Publié le Jeudi 20 Février 2014 à

Culture > Cinéma

FIFA de Mons: coup de cœur à Dominique Pinon, une vraie gueule de cinéma

Au Festival de Mons, Pierre Germay

Connu, au cinéma comme au théâtre, pour sa gueule d’acteur, lancé par Beineix dans les années 80 («Diva», «La lune dans le caniveau», «37,2°, le matin») avant d’intégrer l’univers de Jean-Pierre Jeunet («Delicatessen», «Alien, la résurrection», «Le fabuleux destin d’Amélie Poulain»), Dominique Pinon est l’un des coups cœur de ce 30e Festival International du Film d’Amour de Mons.

ERIC GHISLAIN

Brève rencontre avec l’un des seconds rôles du cinéma les plus sous-estimés.

Comment définiriez-vous l’amour au cinéma ?

«L’amour, c’est ce qui nous anime. Au cinéma, il y a quasiment toujours de l’amour. Et il y a tellement d’aspects, tellement de façons pour décliner l’amour au cinéma.»

Quel serait ainsi votre film d’amour préféré ?

«Impossible de répondre à pareille question. Disons « Manhattan » de Woody Allen. Ou un film de Casavettes, avec Gena Rowlands. Et puis « Un homme et une femme » de Lelouch, bien sûr.»

Précisément, comment avez-vous rencontré Claude Lelouch avec qui vous avez tourné à plusieurs reprises ?

«La première fois, c’est quand j’étais très jeune comédien. En fait, il m’avait filmé lors de bouts d’essais en vue « Partir, revenir ». Puis, un jour, il avait besoin de quelqu’un qui aie de l’expérience et il s’est souvenu de moi. C’était pour « Roman de gare ». C’est un film qui parle beaucoup d’identité. Et comme je suis un peu moins marqué comme acteur, c’est peut-être pour cela qu’il m’a choisi. C’est un film que j’adore, c’était vraiment un très beau cadeau de sa part

Il y a aussi Jean-Pierre Jeunet qui a beaucoup compté pour vous ?

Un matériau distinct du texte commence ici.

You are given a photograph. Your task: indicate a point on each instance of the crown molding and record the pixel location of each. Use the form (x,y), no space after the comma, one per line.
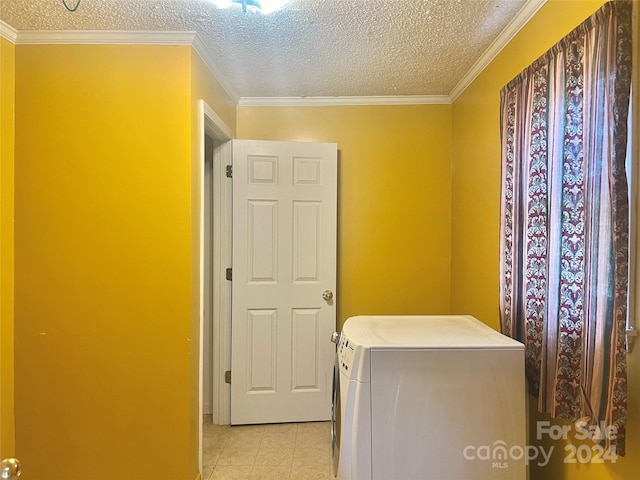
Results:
(525,14)
(204,53)
(119,37)
(8,32)
(341,101)
(103,37)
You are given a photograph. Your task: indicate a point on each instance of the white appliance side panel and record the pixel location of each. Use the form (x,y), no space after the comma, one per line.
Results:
(355,430)
(428,406)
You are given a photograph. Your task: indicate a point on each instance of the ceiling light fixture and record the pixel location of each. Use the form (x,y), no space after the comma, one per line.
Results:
(262,6)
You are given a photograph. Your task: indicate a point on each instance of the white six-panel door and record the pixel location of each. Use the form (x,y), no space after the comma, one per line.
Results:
(284,273)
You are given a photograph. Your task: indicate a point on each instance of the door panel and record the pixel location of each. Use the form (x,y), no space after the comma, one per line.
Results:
(284,258)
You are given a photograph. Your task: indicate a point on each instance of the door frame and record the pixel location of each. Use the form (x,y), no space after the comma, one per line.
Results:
(213,126)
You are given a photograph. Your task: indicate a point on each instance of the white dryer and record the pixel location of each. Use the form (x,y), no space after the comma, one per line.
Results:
(427,397)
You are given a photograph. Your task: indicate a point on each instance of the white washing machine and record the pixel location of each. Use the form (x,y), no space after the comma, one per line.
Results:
(427,397)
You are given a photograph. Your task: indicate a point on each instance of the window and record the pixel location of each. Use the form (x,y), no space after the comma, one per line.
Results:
(565,221)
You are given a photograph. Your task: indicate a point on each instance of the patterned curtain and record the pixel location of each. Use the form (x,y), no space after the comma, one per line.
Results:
(564,224)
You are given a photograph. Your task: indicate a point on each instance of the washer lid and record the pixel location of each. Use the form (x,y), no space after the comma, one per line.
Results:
(424,331)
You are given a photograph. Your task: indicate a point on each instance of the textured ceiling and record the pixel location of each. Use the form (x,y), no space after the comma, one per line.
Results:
(309,48)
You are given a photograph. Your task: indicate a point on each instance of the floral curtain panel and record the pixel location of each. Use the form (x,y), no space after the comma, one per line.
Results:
(565,222)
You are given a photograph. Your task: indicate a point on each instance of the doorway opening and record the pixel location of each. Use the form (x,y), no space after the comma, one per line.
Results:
(215,257)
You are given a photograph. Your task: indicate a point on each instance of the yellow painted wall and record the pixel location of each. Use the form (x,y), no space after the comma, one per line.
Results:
(103,262)
(7,72)
(394,199)
(476,210)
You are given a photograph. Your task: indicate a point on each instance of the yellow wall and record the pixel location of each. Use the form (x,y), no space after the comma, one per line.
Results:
(394,199)
(7,72)
(476,210)
(103,262)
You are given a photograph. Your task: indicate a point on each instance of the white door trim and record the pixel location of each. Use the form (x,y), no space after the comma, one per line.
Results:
(211,124)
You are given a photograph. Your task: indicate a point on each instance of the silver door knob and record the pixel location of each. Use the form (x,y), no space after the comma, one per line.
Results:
(10,469)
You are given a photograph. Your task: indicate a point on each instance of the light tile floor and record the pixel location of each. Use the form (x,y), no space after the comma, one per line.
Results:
(296,451)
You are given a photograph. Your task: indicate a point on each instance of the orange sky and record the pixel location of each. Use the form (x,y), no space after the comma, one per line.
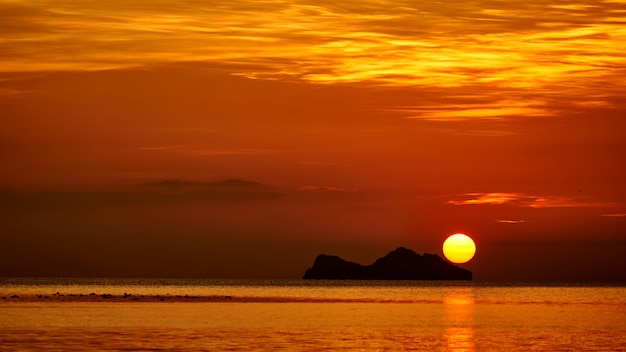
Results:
(367,125)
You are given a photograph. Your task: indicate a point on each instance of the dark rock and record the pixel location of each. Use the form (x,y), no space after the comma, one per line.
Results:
(400,264)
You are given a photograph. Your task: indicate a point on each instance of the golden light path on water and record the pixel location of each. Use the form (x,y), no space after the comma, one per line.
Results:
(494,59)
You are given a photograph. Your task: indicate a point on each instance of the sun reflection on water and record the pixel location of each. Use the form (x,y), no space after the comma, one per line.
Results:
(459,319)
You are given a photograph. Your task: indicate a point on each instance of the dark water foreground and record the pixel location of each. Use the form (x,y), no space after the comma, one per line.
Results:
(197,315)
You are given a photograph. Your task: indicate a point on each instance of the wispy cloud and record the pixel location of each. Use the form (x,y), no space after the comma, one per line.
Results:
(457,47)
(525,200)
(511,221)
(311,188)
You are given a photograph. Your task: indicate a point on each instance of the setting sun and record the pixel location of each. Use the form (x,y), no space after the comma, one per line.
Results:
(459,248)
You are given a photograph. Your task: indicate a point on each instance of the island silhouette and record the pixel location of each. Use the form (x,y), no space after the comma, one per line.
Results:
(399,264)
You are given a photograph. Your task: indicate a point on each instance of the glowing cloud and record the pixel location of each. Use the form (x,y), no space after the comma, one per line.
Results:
(525,200)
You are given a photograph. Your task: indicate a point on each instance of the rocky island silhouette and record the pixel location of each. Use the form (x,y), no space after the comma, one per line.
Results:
(399,264)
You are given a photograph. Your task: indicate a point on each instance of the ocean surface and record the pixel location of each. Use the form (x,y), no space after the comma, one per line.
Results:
(302,315)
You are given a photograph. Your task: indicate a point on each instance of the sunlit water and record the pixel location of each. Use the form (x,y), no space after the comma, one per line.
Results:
(311,315)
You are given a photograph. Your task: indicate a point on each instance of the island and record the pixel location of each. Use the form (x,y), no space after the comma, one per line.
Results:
(399,264)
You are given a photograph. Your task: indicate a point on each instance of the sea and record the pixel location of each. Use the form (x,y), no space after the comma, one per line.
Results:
(77,314)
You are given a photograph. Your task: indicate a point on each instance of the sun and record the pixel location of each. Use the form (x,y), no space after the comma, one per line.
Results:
(459,248)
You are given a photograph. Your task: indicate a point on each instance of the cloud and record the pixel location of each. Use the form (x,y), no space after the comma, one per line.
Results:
(325,189)
(525,200)
(511,221)
(156,193)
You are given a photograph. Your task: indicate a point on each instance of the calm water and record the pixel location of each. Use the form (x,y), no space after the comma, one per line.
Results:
(310,315)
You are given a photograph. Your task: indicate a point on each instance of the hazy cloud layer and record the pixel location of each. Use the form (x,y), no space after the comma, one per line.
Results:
(524,56)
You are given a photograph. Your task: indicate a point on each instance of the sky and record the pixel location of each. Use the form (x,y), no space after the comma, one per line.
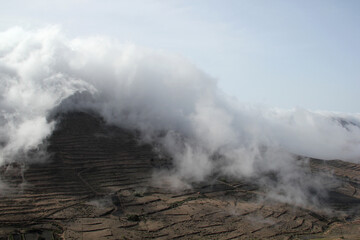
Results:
(285,54)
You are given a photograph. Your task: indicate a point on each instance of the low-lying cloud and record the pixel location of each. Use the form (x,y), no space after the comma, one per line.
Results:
(172,103)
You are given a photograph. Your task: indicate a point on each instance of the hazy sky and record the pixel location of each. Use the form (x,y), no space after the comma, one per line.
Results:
(285,54)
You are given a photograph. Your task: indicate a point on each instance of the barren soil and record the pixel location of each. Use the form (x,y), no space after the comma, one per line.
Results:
(98,185)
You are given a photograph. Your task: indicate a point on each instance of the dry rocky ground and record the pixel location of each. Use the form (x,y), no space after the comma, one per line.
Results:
(99,185)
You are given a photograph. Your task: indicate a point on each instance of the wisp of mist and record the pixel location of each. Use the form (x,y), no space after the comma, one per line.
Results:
(173,104)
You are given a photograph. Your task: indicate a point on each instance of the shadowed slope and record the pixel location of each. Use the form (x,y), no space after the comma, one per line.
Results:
(98,185)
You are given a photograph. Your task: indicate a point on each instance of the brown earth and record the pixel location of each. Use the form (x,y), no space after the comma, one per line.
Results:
(99,185)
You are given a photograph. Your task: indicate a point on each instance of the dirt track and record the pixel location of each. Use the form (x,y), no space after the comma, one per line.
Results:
(99,185)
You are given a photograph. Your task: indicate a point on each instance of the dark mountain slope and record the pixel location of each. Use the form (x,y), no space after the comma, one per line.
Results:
(97,184)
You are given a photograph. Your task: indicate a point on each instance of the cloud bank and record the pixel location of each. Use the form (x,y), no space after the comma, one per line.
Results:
(174,105)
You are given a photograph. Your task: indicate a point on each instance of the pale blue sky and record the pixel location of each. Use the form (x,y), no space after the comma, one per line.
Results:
(283,54)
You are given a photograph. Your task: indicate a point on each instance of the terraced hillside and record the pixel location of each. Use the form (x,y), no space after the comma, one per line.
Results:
(98,184)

«On est arrivé de province à Paris en même temps, par hasard. J’ai passé des essais pour lui. Il m’avait vu dans « Diva » de Beineix. « Delicatessen » était un premier film pour tous, pour lui, pour moi, pour l’équipe technique, c’est ainsi qu’on a fait ce premier film avec un grand enthousiasme.»

Vous montez aussi très souvent sur les planches de théâtres ?

«Oui et j’ai une anecdote à ce sujet : lors de ma toute première pièce, un journaliste des chroniques littéraires a terminé son papier en écrivant : retenez bien son nom, Dominique Pisson !!!»

Un peu à l’instar d’un Michel Galabru, vous jouez des premiers rôles au théâtre et le plus souvent des seconds rôles au cinéma : pourquoi ?

«C’est peut-être que les gens de cinéma n’y connaissent rien ! Moi, je ne peux exister que si je fais les deux, du cinéma et du théâtre, c’est le même métier. Et puis il y a des seconds rôles qui frappent plus que des premiers rôles. Ceci dit, je suis toujours demandeur. Et premiers rôles ou seconds rôles, peu m’importe, je suis heureux comme ça.»

Votre parcours est jalonné d’amis réalisateurs avec qui vous avez tourné plusieurs fois. C’est important l’amitié dans ce métier ?

«Oui mais c’est aussi important de découvrir de nouveaux talents. J’essaie toujours de mettre la barre plus haut.»

Aimeriez-vous passer à la réalisation ?

«Non. J’aurais bien l’envie de raconter une histoire, mais la réaliser, non ! J’aurais beaucoup de mal, je crois. Moi, j’aime jouer, être dirigé.»